その背景について少しお話します。まず1番目の要因として、来年2024年4月に、トラックドライバーの時間外労働時間が、年間960時間に制限されることがあります。これは2019年に施行された「働き方改革関連法」の一環で、トラックドライバーの労働環境の改善が図られるということでは、健全なことです。一方で時間外労働が制限されると、ドライバー一人当たりの走行距離が短くなり、ひとりでは長距離の幹線輸送などができないことにもなります。
2番目には、トラックドライバーの労働環境の問題があります。全日本トラック協会の調査では、トラックドライバーは全産業の平均と比較して、年間所得は5パーセントから1割程度低く、労働時間は約2割長いという状況があります。その結果、ピークだった1995年の98万人のドライバーの数は、現在では20万人以上減少していて、長い労働時間と過酷な力仕事のために、若者の成り手がいないために、ドライバーの平均年齢が、年々上昇していると言う現実があります。全産業比平均7歳の差があります。
3番目に挙げられるのは、昨今のEC市場の規模の拡大です。これは世界的な兆候ですが、国内でもオンラインショッピングなどのEC市場が、急激に拡大していることです。2013年から2021年の8年間で、市場規模は倍増しており、これはコロナ禍の在宅勤務などで、さらに加速されました。宅配便の取扱数は、2016年から2021 年の5年間で、23パーセント、約11億個も増加したそうです。当然オンラインショッピングで購入した商品の配達は、トラックによるものです。
2024年問題の原因として、なぜトラックドライバーが不足するのかについて、法律の改正と労働環境により不足が生じる供給面と、オンラインショッピングなどのEC市場の拡大という需要の両面から説明しました。今まで当たり前に受け取っていた宅配便も受け取れなくなるし、購入できていたものもできなくなる可能性があるということです。宅配便やオンラインショッピングの翌日配送や時間指定がどこまで維持できるのかということになります。さらにはコストの上昇も避けられないでしょう。トラックドライバーの職をより魅力的にするために、給与面の改善もそうですし、時間外労働に対する割増手当も必要になってきます。
来年2024年4月に、働き方改革関連法によってトラックドライバーの時間外労働時間に上限規制が設けられることになります。そうなると構造的な問題もあり、トラックドライバーの不足によって、さまざまな社会的な問題が生じる可能性があります。それを「2024年問題」と言いますが、今日はその概要や原因について説明しました。

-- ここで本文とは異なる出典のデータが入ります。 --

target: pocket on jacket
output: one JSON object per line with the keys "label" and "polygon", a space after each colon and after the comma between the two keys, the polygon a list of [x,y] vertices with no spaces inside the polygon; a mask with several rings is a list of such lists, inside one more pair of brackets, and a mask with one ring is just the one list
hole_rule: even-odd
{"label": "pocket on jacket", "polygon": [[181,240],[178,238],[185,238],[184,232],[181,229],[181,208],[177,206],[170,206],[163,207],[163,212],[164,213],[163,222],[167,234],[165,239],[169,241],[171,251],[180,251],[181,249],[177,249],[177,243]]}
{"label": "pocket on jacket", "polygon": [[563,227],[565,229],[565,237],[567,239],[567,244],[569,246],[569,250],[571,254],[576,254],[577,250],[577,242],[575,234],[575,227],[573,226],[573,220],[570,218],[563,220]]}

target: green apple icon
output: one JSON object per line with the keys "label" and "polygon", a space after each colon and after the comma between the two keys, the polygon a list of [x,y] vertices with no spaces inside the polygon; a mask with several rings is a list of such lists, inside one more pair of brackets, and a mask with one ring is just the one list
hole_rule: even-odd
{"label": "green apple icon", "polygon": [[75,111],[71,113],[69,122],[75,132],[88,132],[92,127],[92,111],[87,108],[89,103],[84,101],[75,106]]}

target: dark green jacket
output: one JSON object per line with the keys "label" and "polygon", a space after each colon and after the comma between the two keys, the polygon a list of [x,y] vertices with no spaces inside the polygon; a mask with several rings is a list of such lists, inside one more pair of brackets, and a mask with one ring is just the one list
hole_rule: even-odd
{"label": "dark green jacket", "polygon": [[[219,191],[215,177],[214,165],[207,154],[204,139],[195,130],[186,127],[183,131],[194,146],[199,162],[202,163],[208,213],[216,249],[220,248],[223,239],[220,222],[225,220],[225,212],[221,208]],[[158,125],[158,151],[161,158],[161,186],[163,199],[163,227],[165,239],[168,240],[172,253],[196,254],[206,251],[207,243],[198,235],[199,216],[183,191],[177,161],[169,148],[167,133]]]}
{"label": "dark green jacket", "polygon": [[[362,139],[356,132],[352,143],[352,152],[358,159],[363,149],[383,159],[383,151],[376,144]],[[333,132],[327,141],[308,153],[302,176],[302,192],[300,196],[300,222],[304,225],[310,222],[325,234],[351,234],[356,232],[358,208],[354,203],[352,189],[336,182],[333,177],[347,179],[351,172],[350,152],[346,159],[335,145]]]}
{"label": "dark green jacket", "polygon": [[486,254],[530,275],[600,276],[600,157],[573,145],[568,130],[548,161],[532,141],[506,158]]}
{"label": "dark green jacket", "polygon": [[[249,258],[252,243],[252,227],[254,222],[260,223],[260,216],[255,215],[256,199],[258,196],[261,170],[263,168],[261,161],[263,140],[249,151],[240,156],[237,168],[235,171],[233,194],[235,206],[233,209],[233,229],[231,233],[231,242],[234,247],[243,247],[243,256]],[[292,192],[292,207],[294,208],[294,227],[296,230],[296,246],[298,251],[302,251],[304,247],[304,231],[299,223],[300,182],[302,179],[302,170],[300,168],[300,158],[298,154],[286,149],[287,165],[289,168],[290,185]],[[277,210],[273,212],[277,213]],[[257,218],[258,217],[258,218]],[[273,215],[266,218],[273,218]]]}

パーソルホールディングス株式会社の2024年問題に関する昨年の1,000社を対象とした調査では、「2024年問題」を認識している企業が、全体の半分の49.5パーセントだったようです。来年に発生する重要な課題なのですが、認識が驚くくらい低いですね。まさに来年に予想される問題ですので、どう取り組むかについて、明日はお話ししたいと思います。
今日のまとめ:来年2024年4月に、働き方改革関連法によってトラックドライバーの時間外労働時間に上限規制が設けられることから、社会的な問題が生じる可能性が「2024年問題」です。